I gave a talk last week about the sorts of worries that prompted the public understanding of science movement as well as some of the reasons people turned their back on it, and Sarah Castor-Perry interviewed me about it afterwards. You can listen to the full podcast, or here’s a rough transcript of her first and last questions to me:

Sarah: What is the public understanding of science, and how is it different to something like ‘science communication’?

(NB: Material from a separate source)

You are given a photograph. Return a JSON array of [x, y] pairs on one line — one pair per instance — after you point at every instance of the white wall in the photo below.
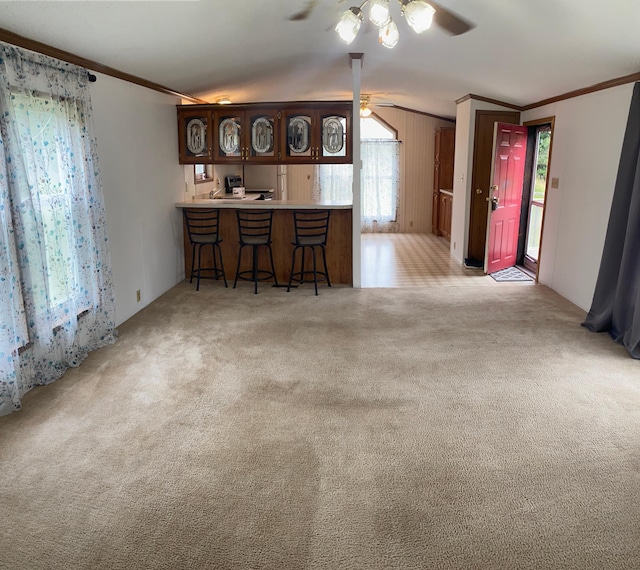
[[462, 173], [137, 137], [587, 141]]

Alice: For me ‘science communication’ is an umbrella term which encompasses any kind of communication about science and I’m going to be really broad about the ‘science’ and ‘communication’ words. It could be two scientists sitting in a pub complaining about their boss, or an article in a really esoteric journal that is really hard to get hold of and is written in really difficult jargon than only a few people will ever understand and even less of them will ever read, or it could be Brian Cox on the telly, or it could be a science show with puppets for four year olds at the National History Museum, or parents talking about vaccinations at a schoolgate, or a news story about spaceships. It could be all of those things. Whereas the Public Understanding of Science or PUS is more specially a worry about what ‘the public’ (which I guess we could define as non-scientists) know and think and is generally used to refer to a particular part in history around the 1980s and 1990s when there was a real worry about a need to tell the public stuff. The idea was that scientists would tell the public things, and it was imagined the public would just listen.

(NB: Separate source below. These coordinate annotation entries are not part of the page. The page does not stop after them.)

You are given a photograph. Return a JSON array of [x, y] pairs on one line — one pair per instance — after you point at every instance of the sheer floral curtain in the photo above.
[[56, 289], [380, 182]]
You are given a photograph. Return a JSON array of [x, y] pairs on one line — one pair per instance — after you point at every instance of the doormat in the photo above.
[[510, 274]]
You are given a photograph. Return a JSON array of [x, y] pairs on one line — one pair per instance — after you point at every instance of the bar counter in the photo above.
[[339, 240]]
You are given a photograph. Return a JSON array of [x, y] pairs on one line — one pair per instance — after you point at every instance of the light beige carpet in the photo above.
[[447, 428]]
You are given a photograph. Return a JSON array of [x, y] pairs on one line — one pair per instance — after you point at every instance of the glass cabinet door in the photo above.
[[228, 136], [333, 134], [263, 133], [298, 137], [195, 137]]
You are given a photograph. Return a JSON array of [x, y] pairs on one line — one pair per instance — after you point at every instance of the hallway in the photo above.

Sarah: Do you feel reasonably positive about the public relationship with science, or do you feel there is distrust and a lack of knowledge and a lack of interest, or are you quite positive about how popular Brian Cox and Bang Goes the Theory and things on television, and Lates at the Science Museum? Positive or negative?

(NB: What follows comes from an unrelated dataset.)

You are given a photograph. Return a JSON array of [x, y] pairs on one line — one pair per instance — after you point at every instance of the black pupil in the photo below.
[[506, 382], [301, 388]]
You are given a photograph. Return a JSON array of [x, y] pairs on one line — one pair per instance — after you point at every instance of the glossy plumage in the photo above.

Alice: Um, negative because it’s positive? To explain that… if my aim was for people to like something called science then yes, this thing seems to be flying quite high at the moment. But I also think that a lot of this is a kind of glitzy, glamourous ‘science is cool’ way which is not exactly good. If you just think science is great and look at these people who are simply going to give you good knowledge that is reliable, I’m not so sure. I’d rather have a public aware of the problems of science, who questions it and helps make science as good as it should be. I think that’s what most scientists want too. I don’t think most scientists want people to breathlessly go ‘wow, you’re great, tell me your wonderful knowledge’. They’re are happy to have a conversation and they know that what they have done is potentially useful for some people, but they don’t want to be made out to be gods, or painted as music stars. I don’t think that would help science in the long run, or society in the long run either. I worry that a country that loves science ‘because it. is. awesome’ will end up not liking science because something else will come along. More to the point, we’ll like shampoo advert science. Because if you look at those adverts that a lot of scientists get annoyed about – the reason they work is because people like science. People get pulled in by that because they are working with an image of science, rather than real science and real conversations with real people. So if we have more of these conversations, and were maybe more critical, we’d have a more productive relationship. So, yeah, if my concern was if people liked science I’d probably be positive, but I think that’s the wrong concern.